More interesting than Mary Rich is the house which she inhabited,—" Delicious Leez," as her brother called it, or Leigh's Priory, as it is known to-day. Built in the middle of the sixteenth century, it was once a noble specimen of Tudor architecture. 'The wilderness in which Mary Rich conducted her devotions was a place of perfect solitude. The fish-ponds no doubt recalled an earlier age when the monks lived In the house which preceded the mansion of Richard Rich, the first Baron Rich of Leeze and Lord Chancellor of England. The house has outlived the family. No descendant remains to the favourite of Henry VIII., but the house survives, a beautiful, forgotten ruin, which though not many miles from London, still escapes the curiosity of sightseers.

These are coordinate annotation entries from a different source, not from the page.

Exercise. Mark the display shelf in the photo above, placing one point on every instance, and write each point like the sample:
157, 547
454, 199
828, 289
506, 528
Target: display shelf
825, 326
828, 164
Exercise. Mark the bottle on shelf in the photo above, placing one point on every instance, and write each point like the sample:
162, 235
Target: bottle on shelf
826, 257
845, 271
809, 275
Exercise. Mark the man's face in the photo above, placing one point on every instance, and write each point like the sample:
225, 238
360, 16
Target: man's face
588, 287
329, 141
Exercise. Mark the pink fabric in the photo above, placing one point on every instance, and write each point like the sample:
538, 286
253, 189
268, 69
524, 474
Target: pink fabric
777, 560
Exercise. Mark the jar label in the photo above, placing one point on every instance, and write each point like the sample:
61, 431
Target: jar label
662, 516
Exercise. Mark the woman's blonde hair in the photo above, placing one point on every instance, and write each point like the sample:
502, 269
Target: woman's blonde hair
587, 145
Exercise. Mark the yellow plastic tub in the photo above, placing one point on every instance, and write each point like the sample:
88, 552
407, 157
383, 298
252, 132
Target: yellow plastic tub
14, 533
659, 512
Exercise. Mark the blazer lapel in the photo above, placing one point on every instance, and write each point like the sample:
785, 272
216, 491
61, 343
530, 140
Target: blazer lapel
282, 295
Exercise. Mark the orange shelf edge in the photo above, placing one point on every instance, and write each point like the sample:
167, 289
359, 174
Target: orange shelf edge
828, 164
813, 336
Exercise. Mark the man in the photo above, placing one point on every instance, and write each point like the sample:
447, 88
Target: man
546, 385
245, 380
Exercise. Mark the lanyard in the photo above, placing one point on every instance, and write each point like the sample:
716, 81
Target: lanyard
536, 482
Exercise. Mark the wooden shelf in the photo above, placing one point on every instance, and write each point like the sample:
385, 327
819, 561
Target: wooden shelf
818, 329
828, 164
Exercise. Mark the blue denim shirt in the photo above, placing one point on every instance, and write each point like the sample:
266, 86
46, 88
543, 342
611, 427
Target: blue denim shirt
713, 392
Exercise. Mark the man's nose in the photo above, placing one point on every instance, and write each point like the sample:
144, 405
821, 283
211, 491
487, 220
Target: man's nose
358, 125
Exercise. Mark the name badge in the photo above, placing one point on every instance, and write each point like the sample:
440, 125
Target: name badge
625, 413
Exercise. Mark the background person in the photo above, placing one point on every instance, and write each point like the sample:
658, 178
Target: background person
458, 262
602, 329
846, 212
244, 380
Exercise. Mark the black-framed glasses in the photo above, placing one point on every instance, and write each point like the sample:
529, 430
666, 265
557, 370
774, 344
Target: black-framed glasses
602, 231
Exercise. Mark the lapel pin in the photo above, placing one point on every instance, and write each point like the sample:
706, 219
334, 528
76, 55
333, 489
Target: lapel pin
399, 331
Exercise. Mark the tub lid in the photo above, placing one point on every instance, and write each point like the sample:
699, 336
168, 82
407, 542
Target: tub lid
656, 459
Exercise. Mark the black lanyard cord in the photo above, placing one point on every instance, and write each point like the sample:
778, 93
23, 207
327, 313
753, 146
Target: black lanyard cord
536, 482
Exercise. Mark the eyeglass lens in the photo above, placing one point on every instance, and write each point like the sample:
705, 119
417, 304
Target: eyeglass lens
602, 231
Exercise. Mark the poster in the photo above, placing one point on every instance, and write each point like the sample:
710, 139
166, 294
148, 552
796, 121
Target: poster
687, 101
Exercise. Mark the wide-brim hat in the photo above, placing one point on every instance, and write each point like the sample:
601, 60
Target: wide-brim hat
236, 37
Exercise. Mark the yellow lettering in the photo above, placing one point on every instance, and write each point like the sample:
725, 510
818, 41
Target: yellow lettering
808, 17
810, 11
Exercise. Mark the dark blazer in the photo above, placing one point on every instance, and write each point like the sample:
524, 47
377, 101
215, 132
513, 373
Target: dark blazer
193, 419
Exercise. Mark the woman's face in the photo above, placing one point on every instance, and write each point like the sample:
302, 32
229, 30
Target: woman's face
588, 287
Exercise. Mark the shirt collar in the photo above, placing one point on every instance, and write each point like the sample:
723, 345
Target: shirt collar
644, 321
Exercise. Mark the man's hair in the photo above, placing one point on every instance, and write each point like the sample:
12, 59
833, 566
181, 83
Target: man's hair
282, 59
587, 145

From the two towers which are left standing we can frame some idea of the stately house, once the pride and solace of Mary Rich. Unhappily for it and for us, it fell into the hands of those who loved it less than did Mary Rich. No longer can it be called "Delicious Leez." To-day the wilderness is a meadow, the fish-ponds exist only in outline, the bricks which once were fashioned into tower and gallery have been turned to humbler uses. Even the feuit-trees are torn from the walls, and what was once the just pride of a county is but an ill-kept farm. Yet, ruinous as it is, it has outlived the fame of its mistress ; and while we shall always visit Leigh's Priory with pleasure, we doubt whether the character and attainments of Mary Rich, who loved it well, were worthy the monograph of Miss Fell Smith.